Radio w samochodzie włączyło się po uruchomieniu silnika. W
głośnikach jęknęło, zacharczało i po krótkim para-bada-bum jakiegoś muzycznego
kawałka częstotliwość ustaliła się na wywiadzie z Agnieszką Chylińską.
Prowadzący wygiął się we wdzięcznym wygibasie - zobaczyłam to oczyma duszy, bo świetnie
znam tę narrację – i kuląc się w słownych lansadach poleciał do Agnieszki przymilnym
tekstem „słuchaj, jak ty, matka trójki dzieci dajesz radę …” et caetera.
Jak dajesz radę spać, jeść, trawić, pogrzebać palcem w oku,
znaleźć czas na rozrywkę.
Stanęliśmy na sklepowym parkingu, ale nie chciało mi się wychodzić
na zewnątrz.
Jak dajesz radę – i niemal usłyszałam, jak Agnieszka Ch. się osuwa
z redakcyjnego krzesła.
To jest doprawdy znakomita kwestia. Jak dajesz radę. A jaką niby „matka
trójki dzieci” (matka jednego albo matka – powiedzmy – dziesięciu) ma
alternatywę? Nie spać? Nie trawić? Nigdy nie grzebać palcem w oku? Nie miewać
żadnych rozrywek?
Agnieszka Ch. westchnęła, zacharczała, splunęła i rzekła coś
mętnie o tantrycznej przyjemności płynącej z zakupów przez internet. Dzieci się
zajmują sobą przez trzy, cztery sekundy, a ona wtedy migusiem klika. W książkę,
w świnkę Peppę dla córki, w perfumy albo w luksusowe szpilki.
A później jeszcze dość długo i ładnie mówiła o godzinie dziennie,
którą miewa dla siebie, kiedy wszystkie dzieci już śpią. O czytaniu – w przerwie
między codziennym biegiem a snem - o słuchaniu muzyki i oglądaniu starych zdjęć
(… i co się z tej dziewczynki z fotografii zrobiło).

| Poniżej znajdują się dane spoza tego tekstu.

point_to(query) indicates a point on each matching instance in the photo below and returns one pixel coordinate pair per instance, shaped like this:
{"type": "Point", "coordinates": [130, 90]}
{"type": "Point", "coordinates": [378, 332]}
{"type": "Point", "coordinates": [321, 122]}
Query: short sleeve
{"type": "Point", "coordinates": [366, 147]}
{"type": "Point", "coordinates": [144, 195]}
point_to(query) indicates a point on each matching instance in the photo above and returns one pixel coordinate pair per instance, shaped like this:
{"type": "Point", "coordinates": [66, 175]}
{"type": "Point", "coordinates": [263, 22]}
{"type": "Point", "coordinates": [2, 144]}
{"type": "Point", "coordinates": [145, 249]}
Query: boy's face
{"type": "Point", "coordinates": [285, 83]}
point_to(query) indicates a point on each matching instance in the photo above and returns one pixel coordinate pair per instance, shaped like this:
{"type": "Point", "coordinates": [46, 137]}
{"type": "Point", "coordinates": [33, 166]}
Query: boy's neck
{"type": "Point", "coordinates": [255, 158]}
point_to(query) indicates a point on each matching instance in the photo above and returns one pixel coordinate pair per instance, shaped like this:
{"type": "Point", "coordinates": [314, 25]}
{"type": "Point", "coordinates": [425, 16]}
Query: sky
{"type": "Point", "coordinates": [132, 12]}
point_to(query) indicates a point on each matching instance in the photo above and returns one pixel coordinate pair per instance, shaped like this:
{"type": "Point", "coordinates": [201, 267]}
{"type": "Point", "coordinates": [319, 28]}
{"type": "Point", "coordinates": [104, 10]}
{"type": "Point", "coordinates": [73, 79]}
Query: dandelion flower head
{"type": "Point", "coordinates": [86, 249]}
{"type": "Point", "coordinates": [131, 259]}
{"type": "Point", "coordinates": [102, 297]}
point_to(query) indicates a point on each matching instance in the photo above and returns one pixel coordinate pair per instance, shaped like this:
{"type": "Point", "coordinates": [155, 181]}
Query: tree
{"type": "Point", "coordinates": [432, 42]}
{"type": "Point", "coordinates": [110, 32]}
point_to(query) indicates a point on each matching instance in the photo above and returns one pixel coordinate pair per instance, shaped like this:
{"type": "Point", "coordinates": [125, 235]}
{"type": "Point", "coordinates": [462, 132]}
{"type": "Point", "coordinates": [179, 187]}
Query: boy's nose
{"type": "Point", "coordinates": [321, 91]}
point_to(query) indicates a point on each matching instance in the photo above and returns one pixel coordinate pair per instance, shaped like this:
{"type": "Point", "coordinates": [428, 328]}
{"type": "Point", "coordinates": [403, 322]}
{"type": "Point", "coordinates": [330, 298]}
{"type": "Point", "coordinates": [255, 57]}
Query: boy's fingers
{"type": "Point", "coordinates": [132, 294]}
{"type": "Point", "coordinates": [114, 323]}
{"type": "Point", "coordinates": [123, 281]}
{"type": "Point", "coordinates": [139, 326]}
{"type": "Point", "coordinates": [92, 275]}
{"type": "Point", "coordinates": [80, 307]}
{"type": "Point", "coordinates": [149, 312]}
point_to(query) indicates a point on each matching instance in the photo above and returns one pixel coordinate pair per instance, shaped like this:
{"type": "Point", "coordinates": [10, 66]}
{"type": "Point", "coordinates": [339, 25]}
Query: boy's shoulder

To takie moje i tak bardzo na tym blogu przewałkowane, że aż wstyd
pisać o tym jeszcze raz. Moja herstory z getta matek wielodzietnych – gonię, nie
nadążam, łapię chwile.
Opowiedziałam o tym jakiś czas temu Przemysławowi Wilczyńskiemu z „Tygodnika
Powszechnego”. Sążnisty artykuł się ukazał w minioną środę, a treść zajawki ze
stron „Tygodnika” nieco wykrzywia wymowę tekstu. Wbrew pozorom materiał nie
jest cały w opozycji do Magdaleny Środy, przeciwnie.
klik
Tymczasem, ludzie listy piszą. Napisała do mnie czytelniczka.
Witam,
bardzo zdziwiła mnie Pani
krytyka wywiadu z prof. Środą - absolutnie nie uważam, że to o czym ona pisze
jest utopijne - wszystko zależy od tego jak ktoś sobie poukłada i zorganizuje
życie i związek.
Prof. Środa też ma córkę --
sama chodziłam z nią do liceum.
Ja jeszcze nie mam dzieci, ale
studiuję obecnie zaocznie drugi kierunek i pracuję na cały etat + ciągle się
dokształcam sama, bo w mojej branży to absolutna konieczność. Ponieważ mam
teraz znacznie mniej czasu niż mój mąż, to on gotuje codziennie, odkurza mieszkanie
i myje podłogi, ja wrzucam i wieszam pranie i zmywam naczynia, każdy prasuje
dla siebie (muszę prasować, bo chodzę do pracy gdzie trzeba w miarę
porządnie wyglądać, a dla dzieci bym chyba nie prasowała - nikt mi nie prasował
jak byłam mała ubrań i nie ucierpiałam na tym w żaden sposób -- i tak ubrania
kończyły zazwyczaj wytarzane w ziemi i na szkolnych parkietach).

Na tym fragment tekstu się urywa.